The exposition walks the voyeur through the history of Paris' illustration in silent films, towards the stylish Paris of romantic comedies, the Cancan with all the spirit of Moulin Rouge (1952), and lastly Paris as seen in Hollywood action films. The exhibition showcases a variety of film clips featured on the 42-foot-long projection screen, including a scene from Funny Face (1957) starring Hepburn and Fred Estaire singing at the Eiffel Tower summit, creating none other than a romantic illusion. Dozens of smaller screens scatter the aisles, exhibiting excerpts from films and interviews with the likes of Alfred Hitchcock. Photographs and set models from Hollywood films are part of the 100 strong collection, paired with colourful mood boards and fabric trimmings. Original sketches of Paris drawn in coloured chalks steal the show with their fine detailing and impressive clarity. It is one of the few instances when a spectator outside the world of film can truly experience the aptitude of the artists involved in creating both sets and costumes first-hand.

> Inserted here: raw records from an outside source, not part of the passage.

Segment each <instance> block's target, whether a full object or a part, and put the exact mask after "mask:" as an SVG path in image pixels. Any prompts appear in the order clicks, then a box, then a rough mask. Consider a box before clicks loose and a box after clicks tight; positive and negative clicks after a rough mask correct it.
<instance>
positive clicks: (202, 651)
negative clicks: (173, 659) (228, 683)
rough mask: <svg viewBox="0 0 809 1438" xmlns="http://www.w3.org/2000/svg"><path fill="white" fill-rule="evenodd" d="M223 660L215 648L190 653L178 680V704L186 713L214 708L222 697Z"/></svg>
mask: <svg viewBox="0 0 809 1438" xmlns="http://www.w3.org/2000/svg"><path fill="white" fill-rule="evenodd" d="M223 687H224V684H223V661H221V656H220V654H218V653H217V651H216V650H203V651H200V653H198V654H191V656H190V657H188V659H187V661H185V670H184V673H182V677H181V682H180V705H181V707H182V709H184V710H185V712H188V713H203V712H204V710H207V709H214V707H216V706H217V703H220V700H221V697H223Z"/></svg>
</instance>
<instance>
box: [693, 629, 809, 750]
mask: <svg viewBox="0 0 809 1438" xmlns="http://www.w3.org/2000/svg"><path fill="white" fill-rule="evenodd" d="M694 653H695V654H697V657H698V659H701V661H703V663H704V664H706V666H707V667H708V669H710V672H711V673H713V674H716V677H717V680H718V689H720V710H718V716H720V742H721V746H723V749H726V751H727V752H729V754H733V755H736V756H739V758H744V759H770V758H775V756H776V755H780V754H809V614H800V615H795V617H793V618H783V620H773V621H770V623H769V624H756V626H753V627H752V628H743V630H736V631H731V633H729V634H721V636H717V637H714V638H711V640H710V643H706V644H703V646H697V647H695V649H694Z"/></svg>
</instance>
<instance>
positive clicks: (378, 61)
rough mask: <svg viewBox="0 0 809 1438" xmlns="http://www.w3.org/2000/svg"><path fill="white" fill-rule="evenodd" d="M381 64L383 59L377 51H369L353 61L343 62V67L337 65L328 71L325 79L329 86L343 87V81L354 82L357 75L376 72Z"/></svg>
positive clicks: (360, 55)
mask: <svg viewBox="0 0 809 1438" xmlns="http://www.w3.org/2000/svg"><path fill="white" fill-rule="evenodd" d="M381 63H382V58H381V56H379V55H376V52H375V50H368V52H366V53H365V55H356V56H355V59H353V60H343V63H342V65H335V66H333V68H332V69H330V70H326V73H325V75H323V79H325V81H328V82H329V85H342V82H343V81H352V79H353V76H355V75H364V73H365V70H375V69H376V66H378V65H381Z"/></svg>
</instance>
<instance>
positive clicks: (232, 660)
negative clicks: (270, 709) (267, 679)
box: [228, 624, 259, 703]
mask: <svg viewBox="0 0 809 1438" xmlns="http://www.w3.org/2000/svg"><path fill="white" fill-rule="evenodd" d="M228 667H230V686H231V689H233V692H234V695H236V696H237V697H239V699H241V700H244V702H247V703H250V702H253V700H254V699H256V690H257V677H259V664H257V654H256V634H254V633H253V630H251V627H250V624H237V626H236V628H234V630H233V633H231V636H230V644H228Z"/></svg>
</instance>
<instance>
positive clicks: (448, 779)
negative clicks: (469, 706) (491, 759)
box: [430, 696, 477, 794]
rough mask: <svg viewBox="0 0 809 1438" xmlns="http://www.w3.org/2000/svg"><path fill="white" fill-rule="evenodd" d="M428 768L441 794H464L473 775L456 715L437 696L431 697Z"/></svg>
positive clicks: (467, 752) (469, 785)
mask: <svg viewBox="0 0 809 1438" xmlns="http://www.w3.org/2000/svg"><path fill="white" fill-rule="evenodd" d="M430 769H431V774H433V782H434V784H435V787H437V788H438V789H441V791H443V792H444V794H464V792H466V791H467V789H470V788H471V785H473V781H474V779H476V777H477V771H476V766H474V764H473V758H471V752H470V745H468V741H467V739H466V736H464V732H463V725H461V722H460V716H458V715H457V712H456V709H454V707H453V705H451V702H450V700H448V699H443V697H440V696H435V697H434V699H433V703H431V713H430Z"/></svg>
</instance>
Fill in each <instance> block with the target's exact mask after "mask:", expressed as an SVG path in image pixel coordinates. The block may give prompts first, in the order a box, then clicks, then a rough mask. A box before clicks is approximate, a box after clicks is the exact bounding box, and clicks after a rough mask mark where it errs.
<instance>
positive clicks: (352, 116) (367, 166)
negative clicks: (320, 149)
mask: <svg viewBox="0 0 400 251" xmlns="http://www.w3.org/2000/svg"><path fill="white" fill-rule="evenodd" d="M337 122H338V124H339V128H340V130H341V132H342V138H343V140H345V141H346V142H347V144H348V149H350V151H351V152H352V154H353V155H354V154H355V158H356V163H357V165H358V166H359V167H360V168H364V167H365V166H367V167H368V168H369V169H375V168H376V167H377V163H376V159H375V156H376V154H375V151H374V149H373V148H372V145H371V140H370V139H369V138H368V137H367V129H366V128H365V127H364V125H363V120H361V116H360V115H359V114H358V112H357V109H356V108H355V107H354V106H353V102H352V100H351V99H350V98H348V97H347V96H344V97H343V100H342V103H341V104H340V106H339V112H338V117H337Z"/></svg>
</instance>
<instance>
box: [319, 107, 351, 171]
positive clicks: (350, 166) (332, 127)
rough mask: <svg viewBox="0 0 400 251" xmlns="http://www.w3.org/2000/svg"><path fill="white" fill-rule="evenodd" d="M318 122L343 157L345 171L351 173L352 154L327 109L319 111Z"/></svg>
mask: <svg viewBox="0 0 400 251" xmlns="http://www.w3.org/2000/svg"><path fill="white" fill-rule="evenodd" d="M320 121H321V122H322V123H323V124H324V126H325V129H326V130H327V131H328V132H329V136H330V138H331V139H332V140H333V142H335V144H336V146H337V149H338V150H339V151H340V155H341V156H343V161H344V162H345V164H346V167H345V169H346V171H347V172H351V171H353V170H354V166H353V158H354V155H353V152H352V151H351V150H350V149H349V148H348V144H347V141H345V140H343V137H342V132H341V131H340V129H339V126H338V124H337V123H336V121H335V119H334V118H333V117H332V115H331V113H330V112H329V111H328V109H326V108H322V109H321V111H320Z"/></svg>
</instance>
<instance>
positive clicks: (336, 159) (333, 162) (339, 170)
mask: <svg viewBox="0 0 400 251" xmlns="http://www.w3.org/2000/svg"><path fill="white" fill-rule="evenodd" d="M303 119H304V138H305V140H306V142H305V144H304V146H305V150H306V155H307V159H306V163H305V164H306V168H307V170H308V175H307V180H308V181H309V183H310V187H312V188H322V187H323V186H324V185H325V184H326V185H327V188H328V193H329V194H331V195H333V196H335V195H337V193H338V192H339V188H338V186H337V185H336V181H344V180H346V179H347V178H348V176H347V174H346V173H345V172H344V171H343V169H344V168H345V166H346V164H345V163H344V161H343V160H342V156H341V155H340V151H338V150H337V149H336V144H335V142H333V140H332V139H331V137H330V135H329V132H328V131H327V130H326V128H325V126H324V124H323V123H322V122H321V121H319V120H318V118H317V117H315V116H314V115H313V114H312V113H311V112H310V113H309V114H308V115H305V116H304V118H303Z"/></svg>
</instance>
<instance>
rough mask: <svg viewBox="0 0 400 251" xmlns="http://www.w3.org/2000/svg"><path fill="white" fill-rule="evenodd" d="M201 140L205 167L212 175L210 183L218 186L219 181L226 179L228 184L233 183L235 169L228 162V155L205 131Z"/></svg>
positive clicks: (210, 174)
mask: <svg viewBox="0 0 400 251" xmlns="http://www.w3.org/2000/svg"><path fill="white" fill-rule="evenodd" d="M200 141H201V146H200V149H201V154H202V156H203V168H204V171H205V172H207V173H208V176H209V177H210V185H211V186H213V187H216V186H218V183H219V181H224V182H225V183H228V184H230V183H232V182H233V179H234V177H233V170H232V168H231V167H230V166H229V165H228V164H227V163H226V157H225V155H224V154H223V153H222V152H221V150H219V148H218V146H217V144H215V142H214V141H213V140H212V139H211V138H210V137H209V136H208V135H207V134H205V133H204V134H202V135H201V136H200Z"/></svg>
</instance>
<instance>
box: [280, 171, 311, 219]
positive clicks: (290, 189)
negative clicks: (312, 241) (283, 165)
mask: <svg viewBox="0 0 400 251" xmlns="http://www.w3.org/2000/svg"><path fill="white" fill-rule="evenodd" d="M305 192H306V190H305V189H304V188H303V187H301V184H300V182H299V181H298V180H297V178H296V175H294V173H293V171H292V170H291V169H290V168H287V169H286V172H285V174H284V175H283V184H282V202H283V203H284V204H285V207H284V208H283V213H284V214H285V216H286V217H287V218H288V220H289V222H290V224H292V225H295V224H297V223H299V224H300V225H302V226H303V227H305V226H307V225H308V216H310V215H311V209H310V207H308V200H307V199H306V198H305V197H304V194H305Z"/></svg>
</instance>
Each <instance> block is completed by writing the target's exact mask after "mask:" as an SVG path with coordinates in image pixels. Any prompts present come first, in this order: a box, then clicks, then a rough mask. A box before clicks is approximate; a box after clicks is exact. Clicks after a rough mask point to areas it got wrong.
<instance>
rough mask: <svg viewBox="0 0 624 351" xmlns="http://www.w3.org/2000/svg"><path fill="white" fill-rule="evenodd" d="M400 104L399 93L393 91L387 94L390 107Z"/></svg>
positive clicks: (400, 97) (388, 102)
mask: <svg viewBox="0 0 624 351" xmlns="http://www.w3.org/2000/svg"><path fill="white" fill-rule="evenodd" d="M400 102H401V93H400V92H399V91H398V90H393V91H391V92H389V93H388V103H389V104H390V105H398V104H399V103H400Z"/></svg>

My immediate impression was that of wanting to fall head-first into one of these blissfully charismatic models of Paris, until I realised that the Paris I’m in right now is so much more authentic than the one depicted on the Hollywood golden screen. Rather, they are reconstitutions of the Paris effect in Hollywood studios, not only of an aesthetic existence, but also a Paris identifiable by American sensibilities.
Like the exhibition’s curator Antoine de Baecque says, “Paris in Hollywood is not the real city, it’s a cliché. It’s an American projection.”